Sexe et peau : Aucun.
Coup de départ : Anh donne son jugement sur la question de savoir si Kim Do-yun reste ou s'en va.
Étoile endormie : Tous les chefs et leurs plats nous donnent envie de nous envoler pour la Corée du Sud et d'aller dans leurs restaurants.
Ligne la plus pilote : Comme pour la première saison, la série prend son temps pour se lancer dans la cuisine proprement dite, en utilisant une grande partie de la première moitié du premier épisode d'une heure pour faire des introductions dramatiques. Mais une fois la cuisine lancée, les choses avancent vite.
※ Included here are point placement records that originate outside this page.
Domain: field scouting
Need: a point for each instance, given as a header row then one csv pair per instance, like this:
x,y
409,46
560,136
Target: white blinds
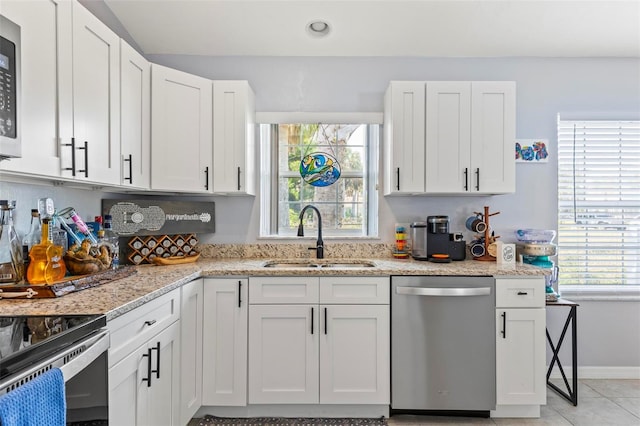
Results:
x,y
599,202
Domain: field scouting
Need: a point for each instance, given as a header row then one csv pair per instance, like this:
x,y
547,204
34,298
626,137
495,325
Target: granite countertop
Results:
x,y
150,281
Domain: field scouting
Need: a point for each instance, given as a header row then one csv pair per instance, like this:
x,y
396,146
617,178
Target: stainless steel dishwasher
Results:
x,y
443,344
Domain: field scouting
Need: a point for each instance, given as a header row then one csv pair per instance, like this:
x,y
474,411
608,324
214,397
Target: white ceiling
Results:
x,y
427,28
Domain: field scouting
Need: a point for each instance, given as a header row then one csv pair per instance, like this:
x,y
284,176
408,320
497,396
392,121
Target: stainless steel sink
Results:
x,y
339,265
343,264
277,264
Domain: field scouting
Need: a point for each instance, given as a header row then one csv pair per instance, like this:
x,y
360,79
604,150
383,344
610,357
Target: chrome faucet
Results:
x,y
319,244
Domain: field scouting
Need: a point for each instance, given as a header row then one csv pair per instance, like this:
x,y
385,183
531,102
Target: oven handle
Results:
x,y
436,291
95,345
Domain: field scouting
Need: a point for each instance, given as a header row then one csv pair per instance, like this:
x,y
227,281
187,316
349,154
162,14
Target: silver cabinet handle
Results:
x,y
436,291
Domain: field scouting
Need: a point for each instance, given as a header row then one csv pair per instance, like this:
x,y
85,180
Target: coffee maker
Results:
x,y
440,243
432,241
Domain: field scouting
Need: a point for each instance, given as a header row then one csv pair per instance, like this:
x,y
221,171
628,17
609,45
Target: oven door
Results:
x,y
85,369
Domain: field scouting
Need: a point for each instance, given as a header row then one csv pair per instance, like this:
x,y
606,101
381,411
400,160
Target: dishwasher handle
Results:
x,y
444,291
71,360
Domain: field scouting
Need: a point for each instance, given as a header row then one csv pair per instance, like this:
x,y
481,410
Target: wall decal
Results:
x,y
532,151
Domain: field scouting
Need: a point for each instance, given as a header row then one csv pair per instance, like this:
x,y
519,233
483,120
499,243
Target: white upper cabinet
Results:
x,y
181,131
224,348
90,127
135,118
404,147
40,37
459,140
448,136
233,138
493,136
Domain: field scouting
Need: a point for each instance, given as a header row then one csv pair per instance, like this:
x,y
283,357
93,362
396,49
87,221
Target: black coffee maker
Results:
x,y
441,245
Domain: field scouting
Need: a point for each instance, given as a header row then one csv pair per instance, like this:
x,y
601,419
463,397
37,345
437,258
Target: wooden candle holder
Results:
x,y
485,218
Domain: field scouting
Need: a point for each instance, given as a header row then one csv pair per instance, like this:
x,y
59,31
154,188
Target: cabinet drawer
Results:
x,y
132,329
354,290
283,290
520,292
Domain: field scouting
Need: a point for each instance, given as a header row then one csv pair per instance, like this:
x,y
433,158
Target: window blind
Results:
x,y
599,202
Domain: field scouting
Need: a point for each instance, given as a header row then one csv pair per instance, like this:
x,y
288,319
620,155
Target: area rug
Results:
x,y
300,421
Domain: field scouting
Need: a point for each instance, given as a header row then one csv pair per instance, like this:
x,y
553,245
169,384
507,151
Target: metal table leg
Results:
x,y
571,393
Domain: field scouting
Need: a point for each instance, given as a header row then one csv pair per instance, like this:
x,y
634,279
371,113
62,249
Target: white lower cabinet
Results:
x,y
329,350
143,386
144,364
224,371
283,354
354,354
191,322
520,342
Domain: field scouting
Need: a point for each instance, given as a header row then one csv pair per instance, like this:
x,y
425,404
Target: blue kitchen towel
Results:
x,y
38,402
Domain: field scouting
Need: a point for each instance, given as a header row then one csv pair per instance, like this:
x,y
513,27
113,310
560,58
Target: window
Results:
x,y
599,203
348,206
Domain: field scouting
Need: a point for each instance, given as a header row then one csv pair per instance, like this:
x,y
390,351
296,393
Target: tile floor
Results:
x,y
600,403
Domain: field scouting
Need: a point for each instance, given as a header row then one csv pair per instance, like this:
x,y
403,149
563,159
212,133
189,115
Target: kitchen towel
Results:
x,y
38,402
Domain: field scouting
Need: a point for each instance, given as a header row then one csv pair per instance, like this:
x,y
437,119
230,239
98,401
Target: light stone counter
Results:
x,y
120,296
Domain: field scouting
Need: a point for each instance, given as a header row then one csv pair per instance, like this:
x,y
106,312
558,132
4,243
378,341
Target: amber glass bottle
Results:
x,y
46,265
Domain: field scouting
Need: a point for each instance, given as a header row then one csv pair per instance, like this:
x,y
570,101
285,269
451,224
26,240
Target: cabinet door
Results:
x,y
164,392
224,379
520,357
493,134
283,354
96,99
448,136
190,350
354,354
39,43
233,137
127,390
135,118
181,105
404,138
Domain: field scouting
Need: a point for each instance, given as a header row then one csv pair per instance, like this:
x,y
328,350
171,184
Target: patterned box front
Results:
x,y
142,249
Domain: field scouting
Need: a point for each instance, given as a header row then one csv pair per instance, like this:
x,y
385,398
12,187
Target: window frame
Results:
x,y
591,291
269,177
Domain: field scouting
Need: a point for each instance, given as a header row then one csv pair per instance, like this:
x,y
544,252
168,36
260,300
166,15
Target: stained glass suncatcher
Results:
x,y
319,169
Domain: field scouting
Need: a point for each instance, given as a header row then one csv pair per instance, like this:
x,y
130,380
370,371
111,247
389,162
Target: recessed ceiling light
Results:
x,y
318,28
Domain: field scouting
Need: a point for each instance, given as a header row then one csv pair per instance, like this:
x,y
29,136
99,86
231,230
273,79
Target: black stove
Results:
x,y
26,340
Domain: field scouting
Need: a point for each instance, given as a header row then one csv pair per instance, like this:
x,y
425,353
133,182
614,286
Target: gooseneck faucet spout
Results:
x,y
319,244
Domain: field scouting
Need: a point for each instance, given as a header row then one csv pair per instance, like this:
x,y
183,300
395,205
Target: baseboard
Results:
x,y
297,410
586,372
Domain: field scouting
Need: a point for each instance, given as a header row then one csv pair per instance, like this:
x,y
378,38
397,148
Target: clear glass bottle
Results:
x,y
113,240
35,232
11,261
70,213
58,235
46,265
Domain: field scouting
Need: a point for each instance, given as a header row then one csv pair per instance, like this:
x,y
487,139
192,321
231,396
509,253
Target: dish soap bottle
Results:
x,y
46,265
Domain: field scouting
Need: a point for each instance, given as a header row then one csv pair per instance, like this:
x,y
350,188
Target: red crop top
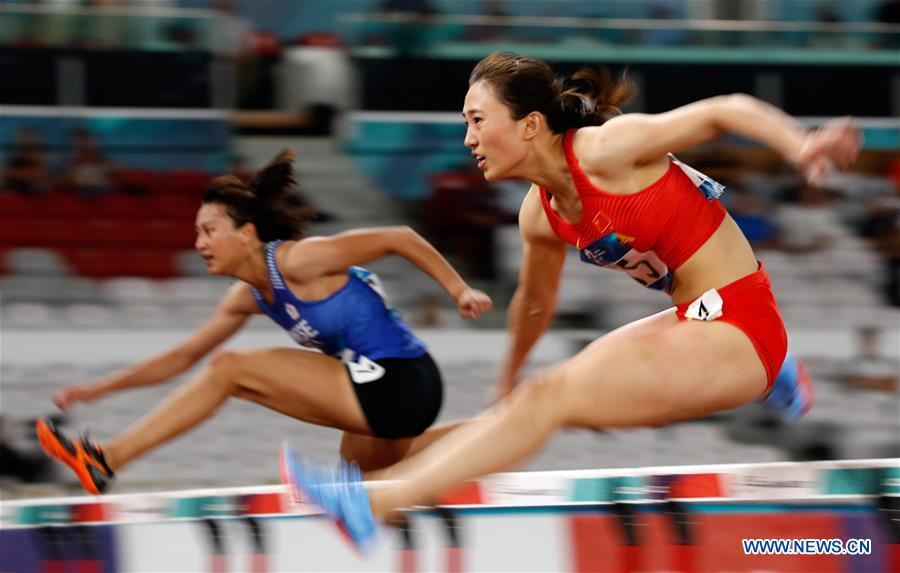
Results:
x,y
656,229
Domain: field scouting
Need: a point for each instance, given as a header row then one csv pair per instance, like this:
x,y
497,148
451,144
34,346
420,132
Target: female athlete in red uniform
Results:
x,y
607,184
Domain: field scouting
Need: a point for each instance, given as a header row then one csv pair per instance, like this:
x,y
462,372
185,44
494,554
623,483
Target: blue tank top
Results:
x,y
355,321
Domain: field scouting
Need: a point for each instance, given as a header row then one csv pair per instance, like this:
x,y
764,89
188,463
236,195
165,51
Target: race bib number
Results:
x,y
362,370
707,307
646,268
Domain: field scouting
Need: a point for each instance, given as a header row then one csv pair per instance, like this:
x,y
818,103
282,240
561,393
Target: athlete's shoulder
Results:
x,y
239,299
533,224
603,149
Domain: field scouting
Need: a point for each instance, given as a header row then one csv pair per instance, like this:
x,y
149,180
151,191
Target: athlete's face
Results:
x,y
218,241
493,136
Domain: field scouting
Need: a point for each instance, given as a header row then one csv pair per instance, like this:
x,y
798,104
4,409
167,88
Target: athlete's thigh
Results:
x,y
305,385
372,453
660,370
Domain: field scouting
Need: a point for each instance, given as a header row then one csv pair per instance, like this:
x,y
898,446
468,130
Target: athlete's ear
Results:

Notre appel : Diffusez-le. Les producteurs de Guerres de classes culinaires s'est rendu compte que le niveau de compétition est plus important pour les téléspectateurs que de faire appel à des chefs excentriques qui pourraient avoir de la chance, et cela se voit dans la saison 2.
Joël Keller ( @joelkeller ) écrit sur la nourriture, le divertissement, la parentalité et la technologie, mais il ne se fait pas d’illusions : c’est un accro de la télévision. Ses écrits ont été publiés dans le New York Times, Slate, Salon, RollingStone.com , VanityFair.com , Fast Company et ailleurs.